# Plastic table trinkets



## budnder (Apr 3, 2020)

Anyone venture a guess if this is going to be turnable? I don't know and will give it a try in a day or so when it finished hardening (cast in Liquid Diamonds...wait...wait...). These were small plastic "rocks" used for table decorations. The bigger one is a multi-color mix, and the smaller one is just clear "rocks". I'll post an update when I attempt to turn it.


----------



## magpens (Apr 3, 2020)

Interesting !

What resin did you use for the cast ?


----------



## budnder (Apr 3, 2020)

magpens said:


> Interesting !
> 
> What resin did you use for the cast ?



Liquid Diamonds, which I did yesterday. With Liquid Diamonds, even if I have the resin warm when I mix it, it still takes 48-72 hours before it's hard to a fingernail (e.g. I can't leave a mark by pressing in hard with my fingernail). I pull it out of the pressure pot after 24 hours, though.


----------



## eharri446 (Apr 4, 2020)

I tried that and they kept popping out as I turned it. I would recommend that you use your eighty grit skew and finish it up with your 220 grit skew.


----------



## budnder (Apr 4, 2020)

Yeah, I can see that it may be a challenge to keep this thing together. When I drilled the smaller one, it was fairly uneventful, though I had to lubricate and go slow, and you could tell the plastic trinkets had a tendency to get a little melty. I drilled it at 3/8" for a single body Compson. The larger blank I drilled at 10mm for a cigar. It chipped out a bit on both ends, but I had enough extra blank to salvage it.

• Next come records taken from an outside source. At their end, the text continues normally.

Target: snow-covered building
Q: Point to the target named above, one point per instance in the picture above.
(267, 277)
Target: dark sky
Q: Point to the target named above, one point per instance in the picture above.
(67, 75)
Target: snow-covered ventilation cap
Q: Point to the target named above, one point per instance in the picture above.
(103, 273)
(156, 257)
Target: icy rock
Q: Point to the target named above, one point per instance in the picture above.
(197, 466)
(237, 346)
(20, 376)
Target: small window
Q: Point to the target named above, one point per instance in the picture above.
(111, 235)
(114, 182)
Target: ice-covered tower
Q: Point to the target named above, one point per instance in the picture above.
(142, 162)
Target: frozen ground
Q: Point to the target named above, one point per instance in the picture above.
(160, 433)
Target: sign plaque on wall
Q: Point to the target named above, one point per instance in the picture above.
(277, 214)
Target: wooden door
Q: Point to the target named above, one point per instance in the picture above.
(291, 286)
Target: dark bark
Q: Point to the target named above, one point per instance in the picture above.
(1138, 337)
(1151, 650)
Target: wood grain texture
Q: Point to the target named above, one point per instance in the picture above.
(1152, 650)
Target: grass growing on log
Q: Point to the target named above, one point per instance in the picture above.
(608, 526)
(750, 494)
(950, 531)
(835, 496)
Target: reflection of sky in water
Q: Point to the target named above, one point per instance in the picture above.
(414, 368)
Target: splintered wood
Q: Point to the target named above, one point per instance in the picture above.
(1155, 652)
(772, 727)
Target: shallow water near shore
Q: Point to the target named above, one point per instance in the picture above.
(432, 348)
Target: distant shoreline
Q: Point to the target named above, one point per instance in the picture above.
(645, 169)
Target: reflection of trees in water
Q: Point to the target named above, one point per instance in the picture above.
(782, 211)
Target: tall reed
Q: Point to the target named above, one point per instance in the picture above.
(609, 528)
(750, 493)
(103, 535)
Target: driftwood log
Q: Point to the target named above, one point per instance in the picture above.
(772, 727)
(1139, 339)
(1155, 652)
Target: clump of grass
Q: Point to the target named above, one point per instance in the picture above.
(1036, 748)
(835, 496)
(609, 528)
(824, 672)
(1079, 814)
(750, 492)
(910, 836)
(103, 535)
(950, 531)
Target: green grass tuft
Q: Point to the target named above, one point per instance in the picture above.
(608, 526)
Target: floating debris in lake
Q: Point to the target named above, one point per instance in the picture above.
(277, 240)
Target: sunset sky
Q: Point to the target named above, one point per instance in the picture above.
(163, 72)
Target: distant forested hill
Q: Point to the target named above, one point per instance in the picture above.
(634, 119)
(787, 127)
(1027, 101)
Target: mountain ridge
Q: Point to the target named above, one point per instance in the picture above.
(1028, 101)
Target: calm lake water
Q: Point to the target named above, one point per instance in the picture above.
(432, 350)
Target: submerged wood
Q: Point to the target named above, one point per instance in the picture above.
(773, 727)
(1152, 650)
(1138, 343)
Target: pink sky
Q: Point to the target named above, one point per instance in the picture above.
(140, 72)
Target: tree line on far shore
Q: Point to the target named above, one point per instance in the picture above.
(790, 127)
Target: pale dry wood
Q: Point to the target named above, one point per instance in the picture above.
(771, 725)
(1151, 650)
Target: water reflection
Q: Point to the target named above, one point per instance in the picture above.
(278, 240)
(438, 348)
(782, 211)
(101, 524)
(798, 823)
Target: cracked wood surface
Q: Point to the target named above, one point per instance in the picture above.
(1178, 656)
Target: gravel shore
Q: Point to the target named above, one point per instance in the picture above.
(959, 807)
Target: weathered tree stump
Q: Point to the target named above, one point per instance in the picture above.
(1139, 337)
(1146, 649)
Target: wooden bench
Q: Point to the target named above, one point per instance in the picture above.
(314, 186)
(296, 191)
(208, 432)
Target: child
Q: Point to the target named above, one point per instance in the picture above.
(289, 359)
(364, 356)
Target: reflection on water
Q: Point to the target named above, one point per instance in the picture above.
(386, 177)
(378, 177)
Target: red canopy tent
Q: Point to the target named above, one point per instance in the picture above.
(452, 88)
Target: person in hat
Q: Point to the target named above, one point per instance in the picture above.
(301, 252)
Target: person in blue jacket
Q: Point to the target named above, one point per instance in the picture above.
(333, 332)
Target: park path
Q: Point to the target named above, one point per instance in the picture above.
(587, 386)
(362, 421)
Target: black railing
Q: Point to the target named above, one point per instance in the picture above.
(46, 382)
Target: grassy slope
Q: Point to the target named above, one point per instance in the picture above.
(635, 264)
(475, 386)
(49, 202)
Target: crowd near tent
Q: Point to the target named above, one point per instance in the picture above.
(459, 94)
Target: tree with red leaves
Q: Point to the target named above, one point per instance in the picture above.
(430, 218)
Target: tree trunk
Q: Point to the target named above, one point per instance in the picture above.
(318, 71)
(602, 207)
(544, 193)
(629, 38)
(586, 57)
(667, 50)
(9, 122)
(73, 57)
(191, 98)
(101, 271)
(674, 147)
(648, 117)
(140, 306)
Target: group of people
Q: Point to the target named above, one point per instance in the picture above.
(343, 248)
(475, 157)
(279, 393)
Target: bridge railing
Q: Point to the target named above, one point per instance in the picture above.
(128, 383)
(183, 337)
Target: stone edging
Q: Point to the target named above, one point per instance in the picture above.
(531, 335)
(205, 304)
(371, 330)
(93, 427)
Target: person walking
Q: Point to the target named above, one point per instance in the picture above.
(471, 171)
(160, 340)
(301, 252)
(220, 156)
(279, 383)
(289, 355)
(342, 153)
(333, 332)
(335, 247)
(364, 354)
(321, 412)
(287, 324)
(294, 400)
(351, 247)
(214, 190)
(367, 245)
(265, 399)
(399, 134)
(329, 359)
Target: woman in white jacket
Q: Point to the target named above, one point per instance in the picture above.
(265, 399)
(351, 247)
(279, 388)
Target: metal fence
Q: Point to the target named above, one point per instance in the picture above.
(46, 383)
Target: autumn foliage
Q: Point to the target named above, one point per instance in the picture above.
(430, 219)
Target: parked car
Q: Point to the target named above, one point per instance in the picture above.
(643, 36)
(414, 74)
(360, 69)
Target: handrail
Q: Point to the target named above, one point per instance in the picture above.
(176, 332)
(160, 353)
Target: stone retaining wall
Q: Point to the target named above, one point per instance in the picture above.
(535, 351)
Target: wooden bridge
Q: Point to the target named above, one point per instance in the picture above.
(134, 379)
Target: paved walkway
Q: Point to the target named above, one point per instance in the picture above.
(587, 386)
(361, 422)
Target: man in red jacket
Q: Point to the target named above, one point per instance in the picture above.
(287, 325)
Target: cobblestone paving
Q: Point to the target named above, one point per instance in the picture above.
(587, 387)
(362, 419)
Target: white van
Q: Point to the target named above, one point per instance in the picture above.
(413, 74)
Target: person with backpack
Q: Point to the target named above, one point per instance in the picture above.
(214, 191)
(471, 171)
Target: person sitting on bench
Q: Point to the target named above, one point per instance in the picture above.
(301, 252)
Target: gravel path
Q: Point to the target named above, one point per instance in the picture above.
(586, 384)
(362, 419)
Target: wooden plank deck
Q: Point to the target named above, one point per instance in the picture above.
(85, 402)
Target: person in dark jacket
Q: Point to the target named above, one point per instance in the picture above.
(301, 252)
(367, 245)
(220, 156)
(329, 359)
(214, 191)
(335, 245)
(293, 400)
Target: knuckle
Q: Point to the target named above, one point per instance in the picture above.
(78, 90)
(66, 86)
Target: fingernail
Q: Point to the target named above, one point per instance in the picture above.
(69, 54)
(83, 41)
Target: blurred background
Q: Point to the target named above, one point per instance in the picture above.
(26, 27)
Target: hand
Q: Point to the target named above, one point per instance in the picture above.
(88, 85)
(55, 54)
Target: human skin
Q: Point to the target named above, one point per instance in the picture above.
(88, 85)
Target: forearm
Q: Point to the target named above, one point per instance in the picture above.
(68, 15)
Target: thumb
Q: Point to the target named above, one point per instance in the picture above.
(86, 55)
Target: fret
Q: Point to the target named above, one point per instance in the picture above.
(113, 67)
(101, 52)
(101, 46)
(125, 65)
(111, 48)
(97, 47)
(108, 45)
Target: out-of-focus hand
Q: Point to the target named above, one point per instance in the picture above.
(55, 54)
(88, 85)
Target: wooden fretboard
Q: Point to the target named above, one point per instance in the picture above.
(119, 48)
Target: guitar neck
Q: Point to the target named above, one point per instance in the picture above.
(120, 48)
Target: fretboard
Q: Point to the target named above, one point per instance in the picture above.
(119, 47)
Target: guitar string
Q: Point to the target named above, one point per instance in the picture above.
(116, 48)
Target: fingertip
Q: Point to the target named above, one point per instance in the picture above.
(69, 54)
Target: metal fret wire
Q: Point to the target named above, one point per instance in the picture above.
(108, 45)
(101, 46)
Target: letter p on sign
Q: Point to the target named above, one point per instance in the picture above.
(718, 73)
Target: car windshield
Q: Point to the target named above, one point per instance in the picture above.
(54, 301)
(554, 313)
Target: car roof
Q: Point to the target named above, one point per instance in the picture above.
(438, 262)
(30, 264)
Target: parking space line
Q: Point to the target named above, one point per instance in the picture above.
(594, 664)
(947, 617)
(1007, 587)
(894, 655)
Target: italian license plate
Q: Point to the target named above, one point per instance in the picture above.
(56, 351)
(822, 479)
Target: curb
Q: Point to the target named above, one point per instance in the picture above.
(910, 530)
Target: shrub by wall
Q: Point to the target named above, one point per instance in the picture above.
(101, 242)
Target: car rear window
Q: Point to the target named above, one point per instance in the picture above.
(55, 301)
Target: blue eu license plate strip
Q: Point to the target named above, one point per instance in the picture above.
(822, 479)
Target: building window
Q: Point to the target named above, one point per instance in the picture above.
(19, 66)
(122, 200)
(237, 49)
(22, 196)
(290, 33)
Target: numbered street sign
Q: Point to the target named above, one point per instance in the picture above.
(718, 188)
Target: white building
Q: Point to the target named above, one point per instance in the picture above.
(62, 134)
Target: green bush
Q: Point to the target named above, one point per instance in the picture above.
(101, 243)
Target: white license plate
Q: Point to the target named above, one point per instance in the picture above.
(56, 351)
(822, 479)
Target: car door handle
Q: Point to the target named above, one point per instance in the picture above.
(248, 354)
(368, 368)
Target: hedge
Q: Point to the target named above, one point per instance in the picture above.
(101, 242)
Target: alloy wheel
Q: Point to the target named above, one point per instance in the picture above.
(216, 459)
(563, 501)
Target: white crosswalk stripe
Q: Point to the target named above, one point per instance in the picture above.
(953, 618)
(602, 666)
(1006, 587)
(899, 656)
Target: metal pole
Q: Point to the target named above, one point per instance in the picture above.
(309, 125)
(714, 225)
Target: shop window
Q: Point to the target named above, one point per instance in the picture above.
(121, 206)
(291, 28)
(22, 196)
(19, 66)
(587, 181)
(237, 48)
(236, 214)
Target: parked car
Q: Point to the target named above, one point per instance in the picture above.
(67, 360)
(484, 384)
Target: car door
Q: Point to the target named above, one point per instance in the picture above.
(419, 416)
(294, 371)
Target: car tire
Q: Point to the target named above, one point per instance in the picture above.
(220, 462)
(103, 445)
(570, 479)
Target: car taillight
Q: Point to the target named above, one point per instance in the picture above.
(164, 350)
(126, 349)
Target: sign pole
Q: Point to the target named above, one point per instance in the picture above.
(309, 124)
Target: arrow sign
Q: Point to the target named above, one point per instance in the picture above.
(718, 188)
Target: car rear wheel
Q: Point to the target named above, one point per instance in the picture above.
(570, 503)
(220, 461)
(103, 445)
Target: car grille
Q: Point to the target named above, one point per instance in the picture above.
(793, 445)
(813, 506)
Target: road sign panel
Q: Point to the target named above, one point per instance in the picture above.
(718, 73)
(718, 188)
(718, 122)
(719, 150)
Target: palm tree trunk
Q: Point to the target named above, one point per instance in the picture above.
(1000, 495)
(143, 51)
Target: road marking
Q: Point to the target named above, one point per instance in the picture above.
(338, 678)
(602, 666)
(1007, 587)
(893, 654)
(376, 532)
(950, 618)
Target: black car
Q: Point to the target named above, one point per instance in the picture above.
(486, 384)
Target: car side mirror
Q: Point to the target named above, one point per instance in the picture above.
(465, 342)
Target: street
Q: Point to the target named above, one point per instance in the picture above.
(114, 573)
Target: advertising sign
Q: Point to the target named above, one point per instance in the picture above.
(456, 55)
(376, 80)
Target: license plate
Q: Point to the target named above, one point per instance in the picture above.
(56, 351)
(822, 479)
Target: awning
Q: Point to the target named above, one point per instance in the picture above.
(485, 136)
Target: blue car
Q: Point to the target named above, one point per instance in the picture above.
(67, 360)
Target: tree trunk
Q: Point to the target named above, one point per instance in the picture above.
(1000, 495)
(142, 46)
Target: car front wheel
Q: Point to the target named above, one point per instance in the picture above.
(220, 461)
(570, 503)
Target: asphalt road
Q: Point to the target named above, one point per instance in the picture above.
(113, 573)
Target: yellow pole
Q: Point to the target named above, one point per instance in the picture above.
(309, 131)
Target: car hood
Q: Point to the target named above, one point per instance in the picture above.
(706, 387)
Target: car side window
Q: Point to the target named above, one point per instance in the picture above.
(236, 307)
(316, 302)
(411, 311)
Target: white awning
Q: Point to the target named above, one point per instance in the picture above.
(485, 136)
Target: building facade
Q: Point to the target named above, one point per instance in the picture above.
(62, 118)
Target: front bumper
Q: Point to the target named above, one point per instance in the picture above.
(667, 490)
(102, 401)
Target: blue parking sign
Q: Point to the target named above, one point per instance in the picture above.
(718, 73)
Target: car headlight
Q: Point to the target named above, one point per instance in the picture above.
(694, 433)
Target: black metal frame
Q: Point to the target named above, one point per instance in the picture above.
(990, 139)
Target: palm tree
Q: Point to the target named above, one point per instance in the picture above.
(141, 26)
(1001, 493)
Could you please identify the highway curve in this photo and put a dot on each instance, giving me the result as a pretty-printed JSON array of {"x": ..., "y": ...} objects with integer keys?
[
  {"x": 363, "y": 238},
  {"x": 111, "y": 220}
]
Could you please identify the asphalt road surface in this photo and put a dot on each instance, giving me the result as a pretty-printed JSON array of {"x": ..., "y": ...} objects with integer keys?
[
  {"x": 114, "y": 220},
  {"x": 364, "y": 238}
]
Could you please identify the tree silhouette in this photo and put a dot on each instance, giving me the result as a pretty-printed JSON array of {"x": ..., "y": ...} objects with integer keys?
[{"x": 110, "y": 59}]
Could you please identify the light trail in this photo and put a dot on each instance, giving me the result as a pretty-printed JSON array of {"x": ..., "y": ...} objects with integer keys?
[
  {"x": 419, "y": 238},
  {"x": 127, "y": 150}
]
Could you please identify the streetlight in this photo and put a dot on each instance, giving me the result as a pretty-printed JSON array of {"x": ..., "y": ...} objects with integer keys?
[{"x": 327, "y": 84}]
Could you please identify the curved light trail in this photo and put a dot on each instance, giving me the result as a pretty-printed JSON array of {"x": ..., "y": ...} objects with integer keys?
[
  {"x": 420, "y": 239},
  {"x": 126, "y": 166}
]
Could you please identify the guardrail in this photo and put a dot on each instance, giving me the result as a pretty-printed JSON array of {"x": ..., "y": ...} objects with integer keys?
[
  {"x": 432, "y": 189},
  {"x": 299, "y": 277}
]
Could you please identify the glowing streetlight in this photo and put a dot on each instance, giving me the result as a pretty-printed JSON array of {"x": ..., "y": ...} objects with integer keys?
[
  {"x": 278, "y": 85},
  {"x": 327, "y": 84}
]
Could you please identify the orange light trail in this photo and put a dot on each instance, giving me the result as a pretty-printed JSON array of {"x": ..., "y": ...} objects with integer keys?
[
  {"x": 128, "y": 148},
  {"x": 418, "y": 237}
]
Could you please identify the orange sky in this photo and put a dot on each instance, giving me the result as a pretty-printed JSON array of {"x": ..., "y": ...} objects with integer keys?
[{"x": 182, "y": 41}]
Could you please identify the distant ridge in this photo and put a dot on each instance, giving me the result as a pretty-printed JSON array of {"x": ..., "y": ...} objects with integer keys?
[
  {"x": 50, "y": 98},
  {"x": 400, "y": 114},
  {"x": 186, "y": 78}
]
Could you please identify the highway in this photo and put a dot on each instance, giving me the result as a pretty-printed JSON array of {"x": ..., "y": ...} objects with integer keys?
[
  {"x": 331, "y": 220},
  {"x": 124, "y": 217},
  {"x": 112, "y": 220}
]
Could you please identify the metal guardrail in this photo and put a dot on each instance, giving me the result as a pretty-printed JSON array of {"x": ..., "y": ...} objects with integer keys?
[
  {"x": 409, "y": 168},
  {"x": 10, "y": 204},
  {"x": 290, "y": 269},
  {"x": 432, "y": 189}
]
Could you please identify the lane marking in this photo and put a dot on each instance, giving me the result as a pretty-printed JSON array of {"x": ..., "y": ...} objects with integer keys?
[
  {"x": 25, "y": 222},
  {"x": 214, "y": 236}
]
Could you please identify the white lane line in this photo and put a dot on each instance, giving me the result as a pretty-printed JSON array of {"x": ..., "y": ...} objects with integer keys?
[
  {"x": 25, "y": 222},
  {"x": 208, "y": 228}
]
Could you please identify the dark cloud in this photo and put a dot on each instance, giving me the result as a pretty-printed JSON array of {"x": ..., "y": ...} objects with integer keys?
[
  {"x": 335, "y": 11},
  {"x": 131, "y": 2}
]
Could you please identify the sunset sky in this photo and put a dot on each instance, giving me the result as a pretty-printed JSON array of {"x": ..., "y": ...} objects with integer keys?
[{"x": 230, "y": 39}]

I'll let the epoxy set up overnight.

Here's a pic of the Compson tube right before I glued it up:


----------



## budnder (Apr 6, 2020)

Yeah, wouldn't hold together. I put a bit of a finish on the unchipped out middle section, just to see what it might have looked like. There were a few unsightly chips/bubbles between the tube and casting. Either it chipped out a little when I drilled it, or it pulled away slightly during turning. Also, the "look" wasn't all that great, even without those two issues, so I'll call this one a tri-failure...


----------